KUALA LUMPUR – Jan 18, 2017: Anonymous blogger A Voice has rebuked DAP lawmaker Tony Pua for filing a suit of misfeasance in public office against Prime Minister Datuk Seri Najib Razak.
In a post at Another Brick in The Wall today, the blogger presented arguments that the basis of the suit, which is in relation to the interpretation of public officer can be considered as erroneous, adding that the suit will fail.
Pua, who is Petaling Jaya Utara MP, filed the suit at a high court here yesterday, seeking a declaration that Najib had abused his public office to personally benefit from 1Malaysia Development Berhad (1MDB) funds.
The blogger, quoting an anonymous legal expert, wrote that the suit is invalid as the PM’s post is not to be regarded as a public officer’s post.
“One prominent lawyer informed us (through WhatsApp) that the suit is based on the assumption that Najib is a public officer.
“One element of the tort of misfeasance of public office is it must be shown that Najib is a public officer. He is not. The Interpretation Act defines public office as an office in any of the public services,” writes A Voice.
“Further, Section 132 (3)(c) of the federal Constitution states that the public service does not include the office of any member of the administration in the federation or a state. A member of the administration under Article 160 of the Constitution means a person holding office as minister.”

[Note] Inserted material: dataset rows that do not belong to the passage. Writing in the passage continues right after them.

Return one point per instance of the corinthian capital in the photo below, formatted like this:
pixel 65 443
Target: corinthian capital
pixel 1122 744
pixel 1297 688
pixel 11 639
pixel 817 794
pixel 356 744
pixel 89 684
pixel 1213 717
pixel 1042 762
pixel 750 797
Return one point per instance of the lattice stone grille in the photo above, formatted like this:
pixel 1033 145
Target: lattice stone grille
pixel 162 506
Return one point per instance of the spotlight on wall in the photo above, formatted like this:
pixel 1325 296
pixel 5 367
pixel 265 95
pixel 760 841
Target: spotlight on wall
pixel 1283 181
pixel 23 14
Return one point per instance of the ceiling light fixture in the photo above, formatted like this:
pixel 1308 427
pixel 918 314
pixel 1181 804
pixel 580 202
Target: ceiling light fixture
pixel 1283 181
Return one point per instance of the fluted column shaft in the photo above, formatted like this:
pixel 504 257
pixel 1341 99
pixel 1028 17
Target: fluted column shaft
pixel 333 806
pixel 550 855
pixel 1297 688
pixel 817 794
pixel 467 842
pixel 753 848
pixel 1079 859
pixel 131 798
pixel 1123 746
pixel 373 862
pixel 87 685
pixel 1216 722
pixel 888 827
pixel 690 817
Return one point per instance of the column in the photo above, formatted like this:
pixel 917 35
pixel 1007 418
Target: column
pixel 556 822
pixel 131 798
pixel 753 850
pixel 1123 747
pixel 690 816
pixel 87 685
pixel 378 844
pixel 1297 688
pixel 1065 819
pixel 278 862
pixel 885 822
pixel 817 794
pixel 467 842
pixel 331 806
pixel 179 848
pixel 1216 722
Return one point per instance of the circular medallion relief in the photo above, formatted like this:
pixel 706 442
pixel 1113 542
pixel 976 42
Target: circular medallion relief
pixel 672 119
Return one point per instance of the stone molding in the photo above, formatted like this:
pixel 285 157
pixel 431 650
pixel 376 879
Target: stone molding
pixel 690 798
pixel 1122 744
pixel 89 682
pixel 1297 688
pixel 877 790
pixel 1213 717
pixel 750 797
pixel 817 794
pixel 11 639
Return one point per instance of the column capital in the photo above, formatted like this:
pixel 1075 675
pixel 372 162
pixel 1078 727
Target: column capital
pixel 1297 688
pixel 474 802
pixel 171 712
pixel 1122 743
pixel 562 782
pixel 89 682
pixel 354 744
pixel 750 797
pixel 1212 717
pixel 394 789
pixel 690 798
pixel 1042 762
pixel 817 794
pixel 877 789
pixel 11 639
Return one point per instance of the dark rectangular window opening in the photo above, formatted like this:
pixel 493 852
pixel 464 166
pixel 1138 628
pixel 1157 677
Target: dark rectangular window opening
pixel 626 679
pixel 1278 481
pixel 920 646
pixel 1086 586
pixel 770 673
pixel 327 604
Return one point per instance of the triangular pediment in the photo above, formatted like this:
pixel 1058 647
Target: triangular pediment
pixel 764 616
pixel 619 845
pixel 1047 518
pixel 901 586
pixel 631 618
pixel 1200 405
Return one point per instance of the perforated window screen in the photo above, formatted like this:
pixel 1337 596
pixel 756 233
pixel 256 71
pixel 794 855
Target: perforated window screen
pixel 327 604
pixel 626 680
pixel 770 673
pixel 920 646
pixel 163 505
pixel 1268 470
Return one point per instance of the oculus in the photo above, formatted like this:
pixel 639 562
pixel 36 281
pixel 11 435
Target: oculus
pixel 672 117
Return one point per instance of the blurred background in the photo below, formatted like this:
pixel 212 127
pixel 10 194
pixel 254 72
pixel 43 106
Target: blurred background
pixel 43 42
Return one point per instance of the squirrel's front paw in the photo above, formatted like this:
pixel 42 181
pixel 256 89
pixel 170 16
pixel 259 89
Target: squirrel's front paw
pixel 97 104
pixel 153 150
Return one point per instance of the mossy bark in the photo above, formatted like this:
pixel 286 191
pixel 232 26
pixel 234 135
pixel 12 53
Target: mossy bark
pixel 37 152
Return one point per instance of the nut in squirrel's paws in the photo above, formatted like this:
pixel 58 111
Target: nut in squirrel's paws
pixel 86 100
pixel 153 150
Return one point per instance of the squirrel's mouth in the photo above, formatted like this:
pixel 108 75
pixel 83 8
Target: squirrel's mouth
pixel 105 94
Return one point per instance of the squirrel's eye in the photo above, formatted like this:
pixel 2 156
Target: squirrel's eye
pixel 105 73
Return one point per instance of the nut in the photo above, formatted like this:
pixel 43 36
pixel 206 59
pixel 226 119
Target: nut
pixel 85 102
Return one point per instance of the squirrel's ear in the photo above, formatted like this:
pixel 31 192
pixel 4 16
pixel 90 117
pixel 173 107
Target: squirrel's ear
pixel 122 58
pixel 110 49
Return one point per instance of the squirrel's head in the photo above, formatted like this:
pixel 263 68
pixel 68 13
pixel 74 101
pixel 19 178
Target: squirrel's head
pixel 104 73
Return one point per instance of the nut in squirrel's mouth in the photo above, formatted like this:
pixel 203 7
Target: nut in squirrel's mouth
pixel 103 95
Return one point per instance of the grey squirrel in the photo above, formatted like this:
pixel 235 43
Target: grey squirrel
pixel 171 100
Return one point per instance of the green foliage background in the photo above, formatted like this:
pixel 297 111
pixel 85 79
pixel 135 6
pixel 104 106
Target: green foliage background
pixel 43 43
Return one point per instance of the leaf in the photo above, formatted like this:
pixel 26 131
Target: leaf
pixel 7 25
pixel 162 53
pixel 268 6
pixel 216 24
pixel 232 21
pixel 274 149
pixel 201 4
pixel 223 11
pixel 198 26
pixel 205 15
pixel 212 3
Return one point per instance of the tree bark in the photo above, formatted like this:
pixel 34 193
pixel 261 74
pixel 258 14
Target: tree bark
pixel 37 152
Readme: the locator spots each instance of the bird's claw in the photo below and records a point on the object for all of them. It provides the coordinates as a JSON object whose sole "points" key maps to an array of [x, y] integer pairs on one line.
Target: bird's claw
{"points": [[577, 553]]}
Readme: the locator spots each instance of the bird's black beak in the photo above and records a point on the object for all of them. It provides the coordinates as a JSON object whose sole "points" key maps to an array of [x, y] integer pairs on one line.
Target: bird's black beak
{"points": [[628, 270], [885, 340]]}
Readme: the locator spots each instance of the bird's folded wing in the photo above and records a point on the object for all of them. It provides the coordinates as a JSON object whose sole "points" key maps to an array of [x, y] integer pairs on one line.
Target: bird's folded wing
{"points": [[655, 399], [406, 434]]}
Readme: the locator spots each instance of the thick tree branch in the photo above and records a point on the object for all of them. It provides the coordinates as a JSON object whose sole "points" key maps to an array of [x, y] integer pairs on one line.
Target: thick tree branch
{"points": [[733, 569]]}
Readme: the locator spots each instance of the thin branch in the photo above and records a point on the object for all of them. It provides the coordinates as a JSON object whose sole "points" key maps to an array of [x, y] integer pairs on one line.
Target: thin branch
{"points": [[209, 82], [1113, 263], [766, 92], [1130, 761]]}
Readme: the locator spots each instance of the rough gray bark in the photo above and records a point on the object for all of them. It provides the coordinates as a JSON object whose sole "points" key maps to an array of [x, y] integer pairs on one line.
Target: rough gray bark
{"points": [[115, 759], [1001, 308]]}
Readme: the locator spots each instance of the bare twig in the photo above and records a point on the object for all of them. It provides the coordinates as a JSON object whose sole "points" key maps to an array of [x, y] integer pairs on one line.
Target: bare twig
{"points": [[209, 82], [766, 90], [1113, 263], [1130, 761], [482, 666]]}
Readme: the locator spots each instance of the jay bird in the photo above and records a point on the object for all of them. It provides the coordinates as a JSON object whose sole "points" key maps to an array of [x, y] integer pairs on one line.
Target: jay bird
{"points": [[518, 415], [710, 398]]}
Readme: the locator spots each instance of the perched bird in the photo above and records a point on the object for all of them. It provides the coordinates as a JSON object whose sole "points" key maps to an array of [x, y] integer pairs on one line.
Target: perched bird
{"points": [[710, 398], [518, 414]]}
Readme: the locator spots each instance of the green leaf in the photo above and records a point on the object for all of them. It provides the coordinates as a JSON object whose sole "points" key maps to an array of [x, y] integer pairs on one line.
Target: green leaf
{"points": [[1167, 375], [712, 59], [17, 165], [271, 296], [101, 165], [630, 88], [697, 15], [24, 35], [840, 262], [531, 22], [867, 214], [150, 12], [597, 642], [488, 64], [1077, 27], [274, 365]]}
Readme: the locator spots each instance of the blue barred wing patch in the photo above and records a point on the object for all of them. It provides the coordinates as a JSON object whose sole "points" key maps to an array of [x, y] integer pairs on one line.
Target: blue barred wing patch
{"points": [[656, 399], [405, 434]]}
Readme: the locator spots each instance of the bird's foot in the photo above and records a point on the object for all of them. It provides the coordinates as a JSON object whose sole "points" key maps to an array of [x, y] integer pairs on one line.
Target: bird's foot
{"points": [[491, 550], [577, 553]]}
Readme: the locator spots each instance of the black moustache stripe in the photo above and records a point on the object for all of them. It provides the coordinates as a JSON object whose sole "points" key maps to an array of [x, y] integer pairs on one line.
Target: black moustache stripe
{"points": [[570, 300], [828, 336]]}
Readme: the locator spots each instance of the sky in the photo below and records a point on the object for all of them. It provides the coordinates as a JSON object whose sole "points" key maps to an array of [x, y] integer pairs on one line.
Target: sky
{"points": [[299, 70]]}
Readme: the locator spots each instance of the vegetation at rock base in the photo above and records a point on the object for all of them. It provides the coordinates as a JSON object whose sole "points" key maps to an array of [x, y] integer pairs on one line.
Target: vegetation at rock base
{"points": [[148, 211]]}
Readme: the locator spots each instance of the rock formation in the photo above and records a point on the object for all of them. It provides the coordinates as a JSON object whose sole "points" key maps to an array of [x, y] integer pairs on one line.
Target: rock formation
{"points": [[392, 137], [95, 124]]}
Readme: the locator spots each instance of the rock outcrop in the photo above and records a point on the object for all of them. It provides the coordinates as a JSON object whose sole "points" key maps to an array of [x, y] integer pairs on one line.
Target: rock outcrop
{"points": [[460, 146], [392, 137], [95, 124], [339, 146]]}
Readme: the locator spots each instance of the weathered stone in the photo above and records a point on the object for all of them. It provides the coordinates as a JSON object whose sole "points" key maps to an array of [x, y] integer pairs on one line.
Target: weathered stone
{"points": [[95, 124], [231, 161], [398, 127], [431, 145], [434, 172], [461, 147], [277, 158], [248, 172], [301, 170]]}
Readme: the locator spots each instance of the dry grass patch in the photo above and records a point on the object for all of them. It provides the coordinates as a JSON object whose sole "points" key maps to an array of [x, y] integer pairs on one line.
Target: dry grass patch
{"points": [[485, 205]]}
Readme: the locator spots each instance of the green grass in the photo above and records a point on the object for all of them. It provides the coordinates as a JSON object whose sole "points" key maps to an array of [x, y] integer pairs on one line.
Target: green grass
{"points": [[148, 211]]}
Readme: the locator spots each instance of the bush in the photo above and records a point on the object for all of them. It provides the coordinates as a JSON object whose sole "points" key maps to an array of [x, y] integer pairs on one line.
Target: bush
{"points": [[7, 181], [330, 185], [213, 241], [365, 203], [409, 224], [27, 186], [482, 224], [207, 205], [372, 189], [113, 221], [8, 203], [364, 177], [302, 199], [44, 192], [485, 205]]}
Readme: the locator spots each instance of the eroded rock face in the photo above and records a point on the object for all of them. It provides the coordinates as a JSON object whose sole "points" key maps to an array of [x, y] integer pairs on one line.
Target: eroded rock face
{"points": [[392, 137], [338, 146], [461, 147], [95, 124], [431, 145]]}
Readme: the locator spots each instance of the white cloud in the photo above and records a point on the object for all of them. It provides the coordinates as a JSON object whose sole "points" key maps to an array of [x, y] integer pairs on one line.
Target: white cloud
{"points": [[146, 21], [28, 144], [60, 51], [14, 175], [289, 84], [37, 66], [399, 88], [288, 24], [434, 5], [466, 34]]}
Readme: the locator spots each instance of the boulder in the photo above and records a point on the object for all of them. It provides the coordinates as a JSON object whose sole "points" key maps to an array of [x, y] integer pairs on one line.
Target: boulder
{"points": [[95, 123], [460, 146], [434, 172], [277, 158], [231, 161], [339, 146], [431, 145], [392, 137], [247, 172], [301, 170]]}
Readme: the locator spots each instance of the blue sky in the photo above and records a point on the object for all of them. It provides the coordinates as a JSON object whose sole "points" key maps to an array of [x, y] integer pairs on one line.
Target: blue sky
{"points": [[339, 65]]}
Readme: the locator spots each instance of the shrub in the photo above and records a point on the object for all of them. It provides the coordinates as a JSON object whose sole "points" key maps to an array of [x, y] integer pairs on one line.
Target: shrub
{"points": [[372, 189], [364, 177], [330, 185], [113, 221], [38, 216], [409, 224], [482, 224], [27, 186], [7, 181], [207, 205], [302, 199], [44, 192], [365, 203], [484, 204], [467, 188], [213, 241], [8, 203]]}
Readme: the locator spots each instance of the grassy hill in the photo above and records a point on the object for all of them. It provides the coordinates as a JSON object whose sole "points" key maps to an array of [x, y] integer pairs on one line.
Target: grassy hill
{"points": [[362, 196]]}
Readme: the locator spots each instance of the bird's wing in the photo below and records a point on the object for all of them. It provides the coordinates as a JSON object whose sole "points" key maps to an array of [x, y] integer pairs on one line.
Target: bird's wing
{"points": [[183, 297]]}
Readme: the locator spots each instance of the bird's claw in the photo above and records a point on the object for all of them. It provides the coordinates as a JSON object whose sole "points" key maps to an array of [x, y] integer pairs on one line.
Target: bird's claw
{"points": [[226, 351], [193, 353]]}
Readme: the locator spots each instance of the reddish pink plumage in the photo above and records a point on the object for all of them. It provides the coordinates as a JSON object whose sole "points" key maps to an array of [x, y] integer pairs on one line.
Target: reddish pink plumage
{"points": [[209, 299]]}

The blogger notes that based on the description stated in the aforementioned Act, ministers are not considered public officers.
“Najib is a minister but a minister is not considered a public officer. Therefore the suit will fail,” he wrote, quoting the lawyer.
The blogger claims that Pua’s move is only intended as a politically deceptive move to mislead the public.
However, lawyer Aidil Khalid disagrees with the arguments as per presented by A Voice.
Aidil said although one of the elements stated in the tort of misfeasance is that the defendant must at the material time be in public office, this must not be confused with unnaturally forcing the Constitutional term of public officer onto the common law principle of the tort.
“Definitions provided in the federal Constitution are meant to interpret the Constitution, and not to be stretched and applied to common law principles that evolve over hundreds of years and have their own sets of constructions.”
He added that many cases from similar Commonwealth jurisdictions have confirmed that ministers, and prime ministers included, who are holding office could be held accountable for cases involving the tort of misfeasance in public office.
He refers to the case of former Selangor Mentri Besar Mohamad Khir Toyo, whereby the Federal Court held that a public servant is in the service or pay of the government and is entrusted with the performance of public duty.
“The appellant (Khir) remained a public servant even while he wore the hat of chairman of PKNS, for the appellant ceased not to be a public servant just because he wore a different hat. The first ingredient of public servant was proven,” Aidil pointed out.